# Yellowstone And Silverwood



## BigBadBrain (Aug 26, 2004)

Hey, I survived the summer proposal push!









Now I can start planning an impromptu camping trip starting the second week of August. All of our summer plans got canceled because of work. So, we are taking off for 10 days and heading to Yellowstone. We plan an overnight at the folk's place in Spokane and then across the great divide to the land of the Big Sky!

We plan on spending most of a week in and around Yellowstone (and we'd like to get down to Jackson and the Grand Tetons too). On our way back I'm looking to do craters of the moon park and then we want to go north to spend a day or two at Silverwood.
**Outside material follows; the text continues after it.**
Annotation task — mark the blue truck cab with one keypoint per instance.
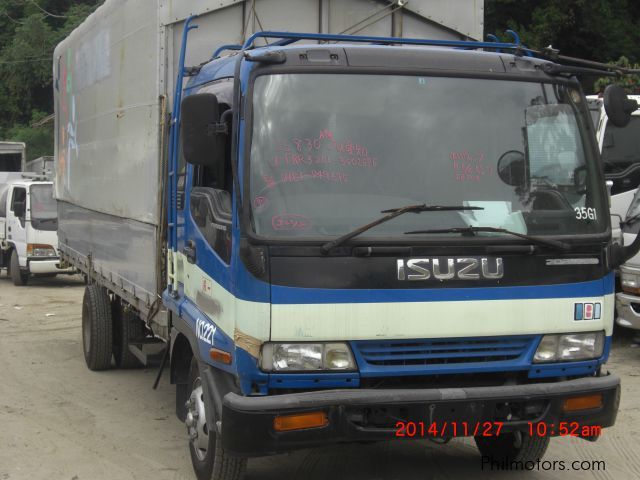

I'd really appreciate some ideas for campgrounds that people have experieinced in those areas and what we can expect. Full hookups are a must as we have at least one person in our group who must have an escape from the heat (migrane issues).

Hope everyone is doing well out there and a lotta campin is goin on!

BBB


----------



## Colorado Outbacker (Jun 6, 2005)

Hello

Hope you have a great time on your trip!!!!

We stayed at the Virginian lodge and RV right in town in Jackson Hole. Expensive but nice. Very convenient to all of Jackson. Go see the Bar J Wranglers while your there it is well worth it. Meal included. (virginianlodge.com)

Within Yellowstone, which is one of my favorite parks, there is only one campground that has full hook-ups and that is Fishing Bridge Campground. I have never stayed there but from what I have read on this web sight it is not that great. I always stay at Grant Village. No hook ups though. Lots and Lots of trees though and they allow generators if needed during the day. The lake is right there and the store is close. Not sure what kind of campgrounds are on the North and West entrances before the park. Be sure and try the Ice Cream cones at the Old Faithful lodge.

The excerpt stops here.